Brian Marcil

No. 71 (CGY)
- Position: Linebacker

Personal information
- Born: April 6, 1948 (age 78) Richmond, Quebec, Canada

Career information
- College: Loyola College (Montreal)

Career history
- 1970–1972: Calgary Stampeders
- 1972: Montreal Alouettes
- 1973–1974: Calgary Stampeders
- 1975: Ottawa Rough Riders

Awards and highlights
- Grey Cup champion (1971);

= Brian Marcil =

Brian Marcil (born April 6, 1948) is a former professional football player in the Canadian Football League.

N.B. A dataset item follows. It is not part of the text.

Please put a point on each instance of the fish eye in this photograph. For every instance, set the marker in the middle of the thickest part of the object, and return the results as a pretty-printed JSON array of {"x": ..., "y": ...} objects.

Marcil was born in Richmond, Quebec, and graduated from Loyola College in Montreal, where he starred on the Warriors' undefeated 1968 team (which has since been inducted into Concordia University's Sports Hall of Fame.)

He had a 6-year CFL career, mostly with the Calgary Stampeders (5 years and 46 games from 1970 to 1974) where he played on the Grey Cup winning 1971 team. He also had a short stint with the Montreal Alouettes (9 games in 1972) and finished his career with 2 games for the Ottawa Rough Riders in 1975.

Later Marcil became Vice President of the Alouettes Alumni Association, played for the Montreal Irish Rugby Football Club, and entered the commercial real estate business.